Name Disambiguation
Mix.install([
{:akin, "~> 0.1.8"}
])
Match
UNDER DEVELOPMENT
Identity is the challenge of author name disambiguation (AND). The aim of AND is to match an author’s name to that author when the author appears in a list of many authors. Complexity arises from homonymity (many people with the same name) and synonymity (when one person uses different forms/spellings of their name in publications).
Given the name of an author which is divided into the given, middle, and family name parts (i.e. “Virginia”, nil, “Woolf”) and a list of possible matching author names, find and return the matches for the author in the list. If initials exist in the left name, a separate comparison is performed for the initals and the sets of the right string.
If the comparison metrics produce a score greater than or equal to 0.9, they considered a match and returned in the list.
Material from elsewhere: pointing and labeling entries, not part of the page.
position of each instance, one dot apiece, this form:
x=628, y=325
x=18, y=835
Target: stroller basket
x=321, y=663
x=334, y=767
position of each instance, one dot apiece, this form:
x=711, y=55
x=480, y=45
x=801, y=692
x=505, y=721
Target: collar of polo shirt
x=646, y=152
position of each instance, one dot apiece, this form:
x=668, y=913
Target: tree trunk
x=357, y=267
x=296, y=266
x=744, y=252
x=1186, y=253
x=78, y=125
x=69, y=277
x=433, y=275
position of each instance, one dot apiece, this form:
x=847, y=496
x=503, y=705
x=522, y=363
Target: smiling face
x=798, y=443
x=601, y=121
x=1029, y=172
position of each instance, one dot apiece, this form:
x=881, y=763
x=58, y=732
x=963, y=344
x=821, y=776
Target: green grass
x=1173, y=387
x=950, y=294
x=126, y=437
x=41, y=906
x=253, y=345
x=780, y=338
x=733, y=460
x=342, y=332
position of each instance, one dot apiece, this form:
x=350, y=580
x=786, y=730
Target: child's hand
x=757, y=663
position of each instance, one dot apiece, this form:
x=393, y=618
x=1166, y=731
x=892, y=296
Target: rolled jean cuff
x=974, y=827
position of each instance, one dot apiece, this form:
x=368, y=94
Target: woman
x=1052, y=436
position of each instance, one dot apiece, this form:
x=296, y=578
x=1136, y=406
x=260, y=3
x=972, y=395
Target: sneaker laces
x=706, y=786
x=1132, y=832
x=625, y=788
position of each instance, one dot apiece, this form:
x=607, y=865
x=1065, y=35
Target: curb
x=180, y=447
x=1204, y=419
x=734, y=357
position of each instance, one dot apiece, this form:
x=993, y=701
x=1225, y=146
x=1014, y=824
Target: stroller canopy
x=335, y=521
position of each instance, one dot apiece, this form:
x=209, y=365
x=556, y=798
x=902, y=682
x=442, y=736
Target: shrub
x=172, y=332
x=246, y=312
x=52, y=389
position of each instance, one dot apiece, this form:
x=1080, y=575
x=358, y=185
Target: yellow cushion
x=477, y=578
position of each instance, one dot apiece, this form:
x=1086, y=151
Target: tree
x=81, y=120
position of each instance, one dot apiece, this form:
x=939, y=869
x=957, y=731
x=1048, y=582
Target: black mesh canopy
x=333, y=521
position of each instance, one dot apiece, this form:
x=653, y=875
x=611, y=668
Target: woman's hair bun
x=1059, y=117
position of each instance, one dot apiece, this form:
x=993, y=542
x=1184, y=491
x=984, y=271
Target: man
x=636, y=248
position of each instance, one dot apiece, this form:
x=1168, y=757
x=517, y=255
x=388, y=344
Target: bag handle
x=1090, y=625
We want to find possible matches to the name “V. Woolf”
name = "Virginia Woolf"
in a list of other names
other_names = [
"V Woolf",
"V Woolfe",
"Virginia Woolf",
"V White",
"Viginia Wolverine",
"Virginia Woolfe"
]
The most likely matches are returned.
Akin.match_names(name, other_names)
Use options to require stricter matching.
other_names = [
"Victor Woolf",
"V Woolf",
"V Woolfe",
"Virginia Woolf",
"V White",
"Viginia Wolverine",
"Virginia Woolfe"
]
opts = [match_at: 0.99]
Akin.match_names(name, other_names, opts)
Initials
The results are good even if we only have an initial for part of the name we are disambiguating.
name = "V. Woolf"
Akin.match_names(name, other_names)
Not Perfect
The results are imperfect and can lead to unwanted matches. See how “Victor” fairs.
other_names = [
"Victor Woolf",
"V Woolfe",
"Virginia Woolf",
"V White",
"Viginia Wolverine",
"Virginia Woolfe"
]
Akin.match_names(name, other_names)
opts = [match_at: 0.99, algorithms: ["bag_distance", "jaccard", "jaro_winkler"]]
Akin.match_names(name, other_names, opts)